2016/11/02

15,093 view

糖尿病性腎症との関係も深いネフローゼ症候群とは?その原因や症状、治療法について

ネフローゼ症候群は、腎臓の病気が原因で起こるため、酷いむくみが特徴です。ネフローゼ症候群は、原因疾患が一つではなく色々あります。糖尿病腎症も、ネフローゼ症候群を発症させる原因の一つです。病気によって治療方法も異なる、ネフローゼ症候群の原因や治療方法について解説します。

シェア

ツイート

ネフローゼ症候群とは?糖尿病との関係は?

ネフローゼ症候群は、腎組織である「糸球体基底膜(血液をろ過し尿を作る部分)」に障害が起こり、漏れることのない高分子蛋白質(主としてアルブミン)が尿に大量に流れ出てしまうと「低蛋白血症(低アルブミン血症)」や、むくみの症状が現れます。この状態のことを「ネフローゼ症候群」と呼んでいます。むくみは、尿中に蛋白質が大量に出たことによる「血漿膠質(けっしょうこうしつ)」の低下や循環血漿量の増加などが原因とされています。むくみの見分け方として、太ももの内側やふくらはぎなどを指で押した時に1回へこんで元に戻ると普通のむくみで、病気の場合のむくみは指で押してもへこまないのが特徴です。

「血漿膠質」とは血管内に水分を保持する力のことです。「循環血漿量」とは循環血液量(身体全体の血液の量)から血球成分(赤血球、白血球、血小板)を除いたもので、循環血液量の約半分程度です。

ネフローゼ症候群は2つに分類されます

ネフローゼ症候群には、一次性(原発性)と、二次性(続発性)の2つに分類されます。一次性は腎臓の糸球体が病変する腎臓自体が原因です。二次性は糖尿病や膠原病、感染症などの全身疾患に伴う原因が挙げられています。糖尿病の場合のネフローゼ症候群は、糖尿病腎症によって発症するので二次性ということになります。ネフローゼ症候群を発症して1~2年で腎不全になる可能性もあるといわれています。

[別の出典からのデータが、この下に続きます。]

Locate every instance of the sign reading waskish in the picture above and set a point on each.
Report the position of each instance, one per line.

ネフローゼ症候群が起こると、顔や手足にむくみの症状が現れ、酷いときは全身にむくみが出たり、胸部や腹部に水が溜まる、尿がでにくいなどの腎機能障害や低血圧などの症状もみられます。血液が凝固しやすくなり、腎静脈、下肢深部静脈に血栓症を起こすこともあります。

ネフローゼ症候群の治療方法

ネフローゼ症候群の診断は、症状に加えて尿や血液の検査を通じて診断が下されます。また、1日の蛋白尿量血性アルブミン量を検査し、他の診断基準と共に判断されます。診断の結果、ネフローゼ症候群と判明した場合は治療に入ります。入院が原則で、安静にしながら食事療法と原因になった病気の治療をします。糖尿病などの全身性疾患が原因でネフローゼ症候群が起こった場合は、基礎疾患を優先にします。むくみには利尿薬が使用されます。胸水や腹水など末梢循環不全状態などの症状があるときは、アルブミン製剤を用いることもありますが、効果が一時的なことと、腎障害(尿蛋白の増加により)を助長する恐れがあるので注意しながら使用します。体に溜まった水分を除去するために機械を使用し、血液透析を行う場合もあります。

ネフローゼ症候群の食事は、塩分とタンパク質を制限したものになります。タンパク質を制限するのは、低下している腎臓への負担を軽減するためです。食事制限はそれほど厳しいものではありませんが、むくみが酷い場合には、水分にも多少の制限がかかります。糖尿病や糖尿病腎症の方は、症状により糖尿病食か腎症食が適用されます。

まとめ

ネフローゼ症候群にならないようにするには、腎臓機能を低下させないことです。糖尿病性腎症の方は、悪化してしまうと腎不全になり人工透析になってしまいます。疾患によって治療方法が違いますが、糖尿病の方は糖尿の治療をするので、日頃の血糖コントロールが重要になります。